Por todo o período as professoras foram orientando e empoderando os pais, falando sobre o quanto eles participarem deste processo é importante para a criança – afinal, para os pequenos ter os pais orientando e ajudando a vencer esta etapa (a cada etapa) tem um significado muito profundo -, bem como para eles – pais -, devolvendo um pouco o gostinho de sentirem-se presentes e participantes das conquistas de seus filhos e, talvez o mais importante: aprenderem a confiar que seus filhos são capazes! Assim, iniciou o ano…

Importante ressaltar que o desfralde foi feito de forma personalizada, ou seja, quando observado que a criança está dando sinais de prontidão, a atenção e os cuidados serão para ela. O que permite que cada criança se sinta vista neste momento tão importante, pois até então, a fralda era como se fosse uma parte do seu corpo e, perceber isso e respeitar esse momento é muito importante. Também é importante dizer que, durante o inverno, nenhuma criança foi convidada a fazer este exercício ou foi exposta a situações para que o desfralde acontecesse, respeitando a temperatura que poderia se tornar um impeditivo.

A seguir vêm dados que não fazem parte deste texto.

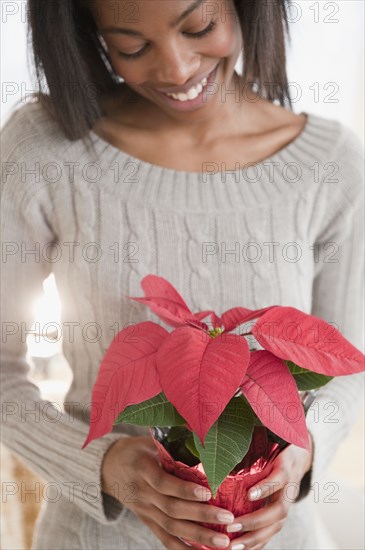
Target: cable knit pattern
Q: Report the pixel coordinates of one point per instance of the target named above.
(288, 231)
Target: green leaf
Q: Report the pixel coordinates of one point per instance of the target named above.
(157, 411)
(178, 433)
(227, 442)
(189, 444)
(306, 379)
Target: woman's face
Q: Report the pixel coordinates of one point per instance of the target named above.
(171, 46)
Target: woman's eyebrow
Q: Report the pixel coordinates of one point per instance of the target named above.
(132, 32)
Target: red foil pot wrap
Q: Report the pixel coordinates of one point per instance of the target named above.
(232, 493)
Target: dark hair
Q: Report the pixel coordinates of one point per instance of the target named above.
(72, 61)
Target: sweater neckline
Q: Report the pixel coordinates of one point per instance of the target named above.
(291, 147)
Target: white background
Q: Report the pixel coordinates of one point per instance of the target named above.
(325, 59)
(325, 68)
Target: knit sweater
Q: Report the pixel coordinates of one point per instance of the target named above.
(287, 231)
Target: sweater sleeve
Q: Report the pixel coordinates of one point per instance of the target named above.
(46, 440)
(338, 298)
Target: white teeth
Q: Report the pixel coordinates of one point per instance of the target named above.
(192, 93)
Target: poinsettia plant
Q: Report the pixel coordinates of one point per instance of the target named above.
(207, 385)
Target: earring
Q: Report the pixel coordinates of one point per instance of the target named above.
(116, 76)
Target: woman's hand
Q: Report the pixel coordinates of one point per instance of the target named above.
(282, 486)
(168, 505)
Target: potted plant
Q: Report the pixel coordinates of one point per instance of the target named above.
(219, 411)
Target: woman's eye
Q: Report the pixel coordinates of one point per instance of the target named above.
(198, 35)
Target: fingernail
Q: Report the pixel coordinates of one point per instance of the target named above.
(221, 542)
(234, 527)
(202, 493)
(225, 517)
(255, 494)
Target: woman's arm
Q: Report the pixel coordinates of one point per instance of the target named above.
(49, 442)
(338, 297)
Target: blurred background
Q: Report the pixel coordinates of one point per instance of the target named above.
(326, 74)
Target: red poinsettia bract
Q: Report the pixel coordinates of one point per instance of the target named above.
(200, 369)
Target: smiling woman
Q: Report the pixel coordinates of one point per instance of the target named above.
(156, 47)
(150, 154)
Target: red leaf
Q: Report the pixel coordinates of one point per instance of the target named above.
(272, 392)
(308, 341)
(127, 375)
(200, 374)
(164, 300)
(239, 315)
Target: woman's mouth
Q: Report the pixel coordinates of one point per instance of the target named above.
(193, 97)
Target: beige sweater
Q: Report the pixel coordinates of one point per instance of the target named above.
(287, 231)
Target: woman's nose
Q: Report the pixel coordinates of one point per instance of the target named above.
(176, 65)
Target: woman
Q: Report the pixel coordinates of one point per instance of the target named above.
(152, 155)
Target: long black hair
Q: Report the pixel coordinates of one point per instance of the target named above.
(72, 62)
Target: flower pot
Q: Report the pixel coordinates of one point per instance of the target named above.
(232, 493)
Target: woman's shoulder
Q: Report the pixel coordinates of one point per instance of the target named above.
(31, 131)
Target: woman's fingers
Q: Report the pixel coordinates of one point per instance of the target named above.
(171, 542)
(188, 530)
(193, 511)
(259, 538)
(167, 484)
(275, 481)
(274, 512)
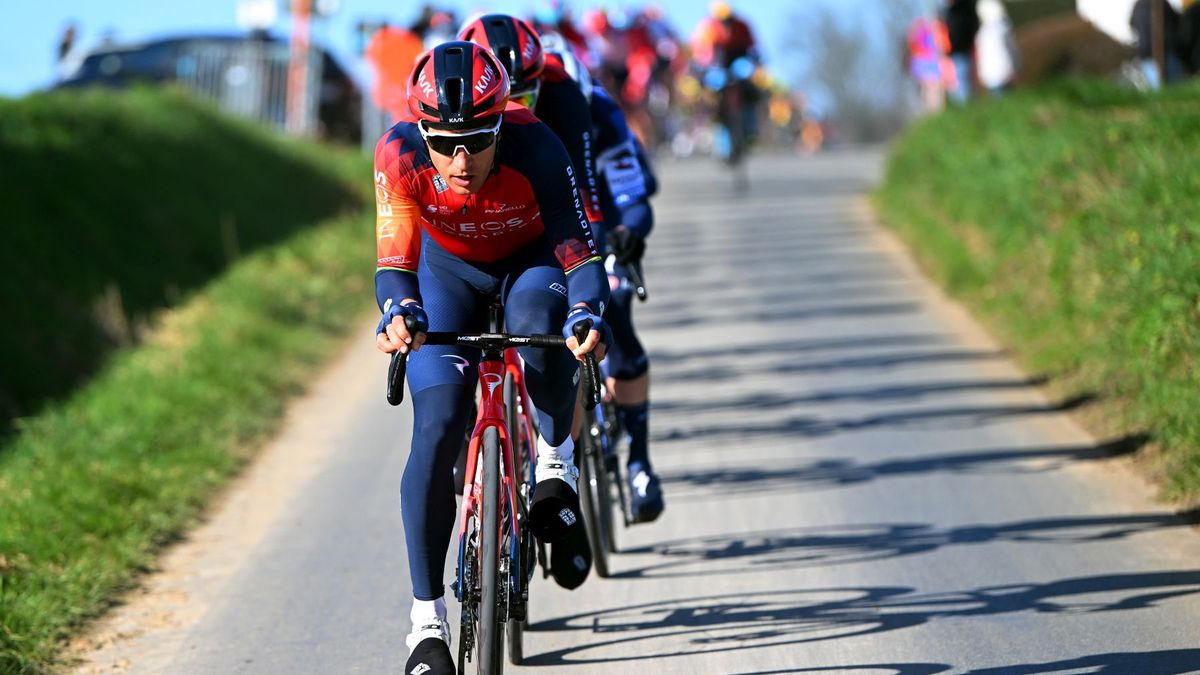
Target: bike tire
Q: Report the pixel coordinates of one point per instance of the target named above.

Permitir que as crianças sintam os movimentos do seu corpo, sintam o xixi e o cocô, sintam este incômodo, é fundamental para que elas tenham vontade de se tornarem autônomos e iniciarem o desfralde. Claro que paralelo a isso, existe um processo de amadurecimento físico, dos esfíncteres. Então, existe um amadurecimento do corpo, mas também um impulso psíquico, uma vontade de conquistar esta independência e, isto não está somente atrelado ao amadurecimento cronológico.

De acordo com Assagioli (1993, p. 49)

… muitas realidades e funções importantes foram negligenciadas ou ignoradas, como a intuição, a criatividade, a vontade e o próprio núcleo da psique humana – o Eu.

Ou seja, estamos há algum tempo ignorando ou negligenciando o que nos torna singulares, tratando a todos como iguais, não respeitando as diferenças e peculiaridades no desenvolvimento de cada um – físico, mental, espiritual, emocional,… abafando ou não permitindo que o EU de cada um se expresse.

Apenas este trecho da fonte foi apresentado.